Previously, the broker would only send its ID to the controller using the ZK watch mechanism. This meant the controller had to send a LeaderAndIsr request to the brokers in order to learn which replicas were offline. Using a more direct approach as proposed here, the controller can update its view of the replica's state immediately and react accordingly.
RPC semantics
- The EventType field in the request is will only support the value 1 which will represent "offline"
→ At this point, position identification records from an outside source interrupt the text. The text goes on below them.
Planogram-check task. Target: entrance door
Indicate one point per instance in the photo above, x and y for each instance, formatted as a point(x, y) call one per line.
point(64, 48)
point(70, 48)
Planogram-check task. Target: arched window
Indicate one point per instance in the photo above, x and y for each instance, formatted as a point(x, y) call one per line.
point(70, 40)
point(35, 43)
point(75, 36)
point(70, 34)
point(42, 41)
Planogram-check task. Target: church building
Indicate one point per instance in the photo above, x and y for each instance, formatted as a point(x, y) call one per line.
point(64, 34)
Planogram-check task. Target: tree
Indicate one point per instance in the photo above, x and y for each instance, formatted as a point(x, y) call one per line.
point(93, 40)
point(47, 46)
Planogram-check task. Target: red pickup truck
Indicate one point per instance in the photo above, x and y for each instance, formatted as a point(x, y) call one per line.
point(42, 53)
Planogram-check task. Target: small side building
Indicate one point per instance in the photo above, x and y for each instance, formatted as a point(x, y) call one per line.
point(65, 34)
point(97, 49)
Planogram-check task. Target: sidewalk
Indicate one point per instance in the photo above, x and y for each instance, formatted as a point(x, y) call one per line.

- The EventReason field is an optional textual description of why the event is being sent
- If no Topic is given, it is implied that all topics on this broker are being indicated
- If a Topic and no partitions are given, it is implied that all partitions of this topic are being indicated
- LeaderEpoch is optional and is not validated for the "offline" event type
Failure Modes
Like the ZK watch before, the ReplicaStateEvent RPC from the broker to the controller is best-effort. We are not guaranteed to be able to send a message to the controller to indicate a replica state change. Also, since the processing of this RPC by the controller is asynchronous, we are not guaranteed that the subsequent handling of the state change will happen. The following failure scenarios are possible:
- If the broker cannot send the ReplicaStateEvent request to the controller and the offline replica is a follower, it will eventually be removed from the ISR by the leader.
- If the broker cannot send the ReplicaStateEvent request to the controller and the offline replica is a leader, it will remain the leader until the broker is restarted or the controller learns about the replica state through a LeaderAndIsr request (this is the current behavior).
- If the controller reads the ReplicaStateEvent and encounters a fatal error before handling the subsequent ControllerEvent, a new controller will eventually be elected and the state of all replicas will become known to the new controller.
Compatibility, Deprecation, and Migration Plan
Since this change is between the brokers, we will use the inter-broker protocol version as a flag for using this new RPC or not. Once the IBP has been increased, the brokers will not write out ZK messages for log dir failures and the controller will not set a watch on the parent znode. They will instead use the new RPC detailed here.
Rejected Alternatives
AlterIsr RPC
The AlterIsr RPC proposed in KIP-497 is similar in structure to the RPC proposed here. In the case of AlterIsr, it is used by the leader to indicate ISR changes to the controller. Since only the leader has up-to-date ISR information, a follower cannot reliably use this RPC to communicate an ISR change to the controller. It would require significant changes to the AlterIsr KIP to support this use case.
LogDir specific RPC
Another rejected approach was to add an RPC which mirrored the JSON payload used by the ZK workflow currently implemented. This was rejected in favor of a more generic RPC that could be used for other purposes in the future. It was also rejected to prevent "leaking" the notion of a log dir to the public API.